When he constantly tells you that he wants u to be the mother of his children instead of asking u to be his wife…. watch it… he may just be interested in getting someone who will have children for him and not a soul mate.
I disagree. More often than not, he is bereft of ideas of what a really romantic line is. He probably thinks this sounds very nice and portrays him as a serious long-term-thinking suitor not a hit and run jerk. He is wrong, of course, but it is most likely an honest mistake rather than a pointer to mischievous intentions.
And, mind you, in some cases THAT line is actually received positively- depending on the personality and circumstances of the ‘recipient’.
Hmmmnh! You are right there. Many ladies actually swoon on hearing this! It represents commitment and serious mindedness…but when it is reiterated over and over again, then there may be cause for concern…
Many have become mere baby making machines…God help us.
Beautiful Sisters, love is NOT blind. Be observant in the relationship. Watch him, his interactions with his friends and family. Listen closely… Out of the abundance of the heart, the mouth speaks. A person who does not value you, does not respect you or your family, isn’t for you.

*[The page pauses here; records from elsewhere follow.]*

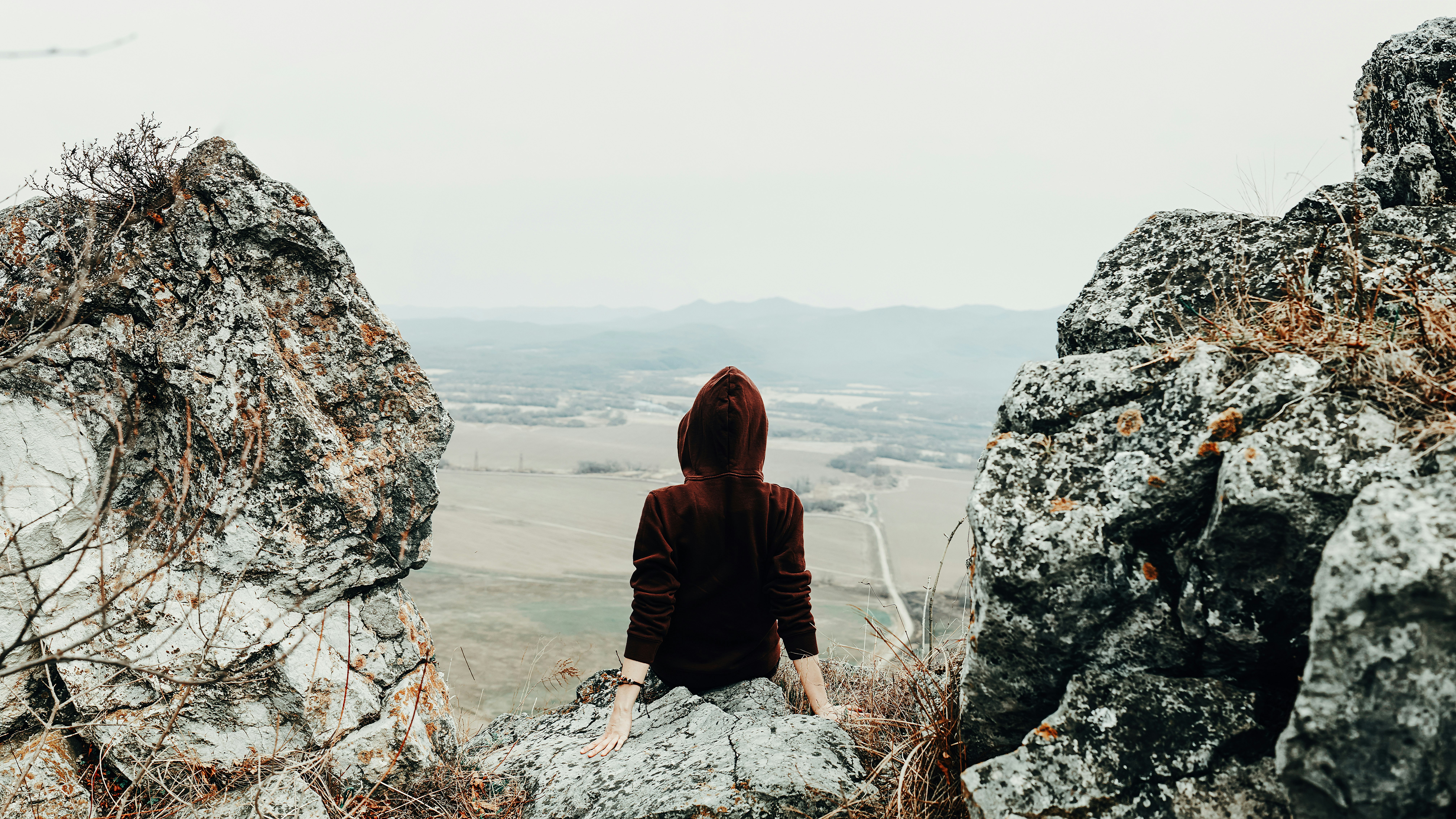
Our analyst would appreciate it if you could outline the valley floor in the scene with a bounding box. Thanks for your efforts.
[405,412,973,720]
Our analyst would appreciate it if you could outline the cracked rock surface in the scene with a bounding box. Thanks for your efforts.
[961,19,1456,819]
[1278,472,1456,819]
[0,138,454,804]
[964,673,1289,819]
[462,679,865,819]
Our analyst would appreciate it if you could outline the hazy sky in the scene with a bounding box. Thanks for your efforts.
[0,0,1456,309]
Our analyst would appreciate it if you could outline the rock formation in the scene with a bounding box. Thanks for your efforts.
[962,19,1456,819]
[0,138,456,812]
[463,673,869,819]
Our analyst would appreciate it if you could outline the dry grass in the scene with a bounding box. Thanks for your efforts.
[68,743,531,819]
[1160,220,1456,449]
[773,618,970,819]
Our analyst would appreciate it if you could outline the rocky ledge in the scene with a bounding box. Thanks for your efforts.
[962,19,1456,819]
[462,672,869,819]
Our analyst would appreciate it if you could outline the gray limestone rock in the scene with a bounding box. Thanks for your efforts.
[1354,18,1456,200]
[1351,144,1446,207]
[0,138,454,784]
[962,345,1351,756]
[1278,471,1456,819]
[462,679,868,819]
[1175,393,1414,685]
[1284,181,1380,224]
[962,673,1289,819]
[1057,210,1345,356]
[176,772,329,819]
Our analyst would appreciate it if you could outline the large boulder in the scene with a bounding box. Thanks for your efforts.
[1356,18,1456,205]
[462,670,869,819]
[962,673,1289,819]
[962,19,1456,819]
[1278,469,1456,819]
[962,345,1411,756]
[0,138,454,785]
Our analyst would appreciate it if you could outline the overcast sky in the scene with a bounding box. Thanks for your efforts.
[0,0,1453,309]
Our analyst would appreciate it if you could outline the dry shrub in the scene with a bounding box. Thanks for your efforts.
[1159,220,1456,450]
[29,115,197,227]
[773,616,970,819]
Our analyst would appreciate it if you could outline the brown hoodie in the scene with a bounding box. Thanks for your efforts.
[626,367,818,691]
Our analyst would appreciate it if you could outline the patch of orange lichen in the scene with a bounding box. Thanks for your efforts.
[1208,407,1243,440]
[360,324,389,347]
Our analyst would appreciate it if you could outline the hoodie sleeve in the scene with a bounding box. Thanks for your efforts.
[767,490,818,660]
[623,493,679,664]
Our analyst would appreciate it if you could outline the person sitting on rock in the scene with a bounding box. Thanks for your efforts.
[581,367,844,756]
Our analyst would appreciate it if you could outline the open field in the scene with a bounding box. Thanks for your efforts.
[405,412,971,717]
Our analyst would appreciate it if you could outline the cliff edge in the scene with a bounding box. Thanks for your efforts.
[961,19,1456,819]
[0,138,456,815]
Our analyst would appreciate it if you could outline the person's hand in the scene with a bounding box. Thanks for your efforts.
[815,705,869,723]
[581,708,632,758]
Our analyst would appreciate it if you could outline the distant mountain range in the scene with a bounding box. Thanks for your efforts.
[380,305,661,324]
[384,299,1060,423]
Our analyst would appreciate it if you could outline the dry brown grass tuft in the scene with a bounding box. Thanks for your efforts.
[773,618,970,819]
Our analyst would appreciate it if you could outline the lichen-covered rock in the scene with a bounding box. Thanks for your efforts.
[1354,18,1456,198]
[1278,471,1456,819]
[176,772,329,819]
[462,679,868,819]
[962,345,1380,755]
[1176,393,1414,685]
[1057,200,1456,356]
[1002,19,1456,818]
[962,673,1289,819]
[0,730,92,819]
[0,138,454,784]
[1057,210,1345,356]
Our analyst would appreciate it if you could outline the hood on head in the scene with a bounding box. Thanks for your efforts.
[677,367,769,481]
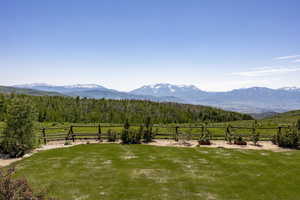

Love alone is not enough for marriage. There has to be a shared faith, trust, mutual respect, friendship and caring. Not just feeling. Feelings come in waves, but a solid foundation will stand the test of time. Even if you’ve been dating for donkey years, a broken engagement is better than a broken marriage.
Please shout this from the mountain tops sis!
I love this write up. I pray that our precious sisters and daughters will learn from people’s mistakes and choose wisely! He that has ears….
Nice one for sisters on the verge of getting married. Marriage is not to be endured, it is to be enjoyed.
So go extra mile to give what it takes now to have a marriage full of unending enjoyment. Nice piece Ma.
No woman should stay under the guise of “it is for better or for worse “and condone being battered or even worse getting killed.
The first time he hits is the beginning of many more. First hit is a wake up call to flee.
Witty article, had me in stitches.
Seriously though, the warning signs are there. Single ladies, please shine your eye. Let’s stop making excuses for these wolves.
Please, please, please don’t be desperate, gullible or both.
Even if one lives an abusive marriage, the scars run deep.
Thank you for watching out for our single sisters. What about our married ones who have found themselves in this situation for whatever reason?! What should they do?